The two main devices (symbols) in the A’Court blazon are the paly and eagle. The three main tinctures (colors) are azure, argent and or .
The bright, strong blue color in Heraldry is known in English as azure, and similarly in other European languages – azul in Spanish, azurro in Italian and azur in French. The word has its roots in the Arabic word lazura, also the source of the name of the precious stone lapis lazuli 1. Despite this, those heralds who liked to associate colours with jewels chose instead to describe blue as Sapphire. According to Wade, the use of this colour symbolises “Loyalty and Truth” 2.
Argent is the heraldic metal Silver and is usually shown as very pure white. It is also known more poetically as pearl, moon (or luna) 3. In a sketch or drawing it is represented by plain, unmarked paper 4.
Or is the heraldic metal Gold, often shown as a bold, bright yellow colour. It is said to show “Generosity and elevation of the mind” 5. Later heralds, of a more poetic nature liked to refer to it as Topaz, after the gemstone, and, for obvious reasons associated it with the Sun 6. In drawings without colour it is usually represented by many small dots, or by the letter ‘O’ 7.
Play is what is known as a treatment, a regular patterning, usually over the whole background of the shield.

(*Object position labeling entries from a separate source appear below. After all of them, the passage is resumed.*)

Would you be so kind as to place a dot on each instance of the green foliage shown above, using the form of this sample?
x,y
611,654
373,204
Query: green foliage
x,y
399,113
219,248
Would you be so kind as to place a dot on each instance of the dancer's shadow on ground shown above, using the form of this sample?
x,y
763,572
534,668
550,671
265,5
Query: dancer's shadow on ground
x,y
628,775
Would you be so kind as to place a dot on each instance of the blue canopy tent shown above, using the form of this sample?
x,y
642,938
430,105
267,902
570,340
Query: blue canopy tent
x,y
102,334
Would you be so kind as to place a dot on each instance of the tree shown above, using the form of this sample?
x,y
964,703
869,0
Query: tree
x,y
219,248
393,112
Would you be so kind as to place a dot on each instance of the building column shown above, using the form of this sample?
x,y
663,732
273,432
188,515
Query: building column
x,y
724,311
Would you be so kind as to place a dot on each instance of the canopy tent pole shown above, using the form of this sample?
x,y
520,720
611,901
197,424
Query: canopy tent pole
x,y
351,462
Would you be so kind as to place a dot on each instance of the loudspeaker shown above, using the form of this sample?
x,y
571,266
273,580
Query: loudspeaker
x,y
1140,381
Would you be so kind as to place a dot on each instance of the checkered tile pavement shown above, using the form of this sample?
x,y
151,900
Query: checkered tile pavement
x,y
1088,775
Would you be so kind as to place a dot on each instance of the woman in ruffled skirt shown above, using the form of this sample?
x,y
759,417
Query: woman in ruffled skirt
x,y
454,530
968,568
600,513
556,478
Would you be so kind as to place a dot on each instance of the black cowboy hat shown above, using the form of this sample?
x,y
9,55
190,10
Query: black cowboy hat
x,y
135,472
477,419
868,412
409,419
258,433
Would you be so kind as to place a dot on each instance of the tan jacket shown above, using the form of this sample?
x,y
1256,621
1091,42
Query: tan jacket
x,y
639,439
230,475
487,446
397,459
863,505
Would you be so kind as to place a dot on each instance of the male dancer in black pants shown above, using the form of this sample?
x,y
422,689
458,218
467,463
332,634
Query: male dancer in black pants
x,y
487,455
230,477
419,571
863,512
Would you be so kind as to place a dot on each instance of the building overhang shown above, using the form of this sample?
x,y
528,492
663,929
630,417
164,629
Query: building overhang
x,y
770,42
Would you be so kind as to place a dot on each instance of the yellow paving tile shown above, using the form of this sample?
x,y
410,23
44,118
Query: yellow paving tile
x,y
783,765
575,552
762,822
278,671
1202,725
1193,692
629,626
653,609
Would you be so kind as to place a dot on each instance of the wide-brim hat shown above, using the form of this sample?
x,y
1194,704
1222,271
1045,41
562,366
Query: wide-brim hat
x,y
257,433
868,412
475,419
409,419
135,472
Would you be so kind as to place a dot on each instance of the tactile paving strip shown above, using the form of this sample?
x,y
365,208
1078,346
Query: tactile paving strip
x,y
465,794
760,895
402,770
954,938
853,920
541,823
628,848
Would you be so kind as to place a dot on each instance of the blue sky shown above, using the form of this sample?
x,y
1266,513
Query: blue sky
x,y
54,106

The word comes from the pale, the major vertical stripe that appears on some shields, paly is obvious its little cousin, consisting of, typically, 6 or more vertical stripes, alternately coloured 8. The stripes can be any combination of the heraldic tinctures, an early example is that of GURNEY, being simply paly of six, or and argent. Paly can be combined with other effects, such as decorative edges on each stripe, or overlaid with other treatments such as bendy, and these can be very effective and pleasing to the eye 9.
Where the lion is undisputed king of the animals, the eagle undoubtedly plays the same role in the realm of the birds, its use in this form dating back to at least the Roman period 10. They tend to be illustrated in quite some detail, especially in continental European arms, and have almost as wide variety of postures and accessories as the lion, well illustrated in the reference 11 as well as being just the eagle’s head or eagle’s leg. The symbology of the eagle is deep and complex, Wade devotes several pages to the subject 12, but suffice it say that it has long been associated with Empire and those held in high honour – any armiger would be pleased to have any form of Eagle upon their arms!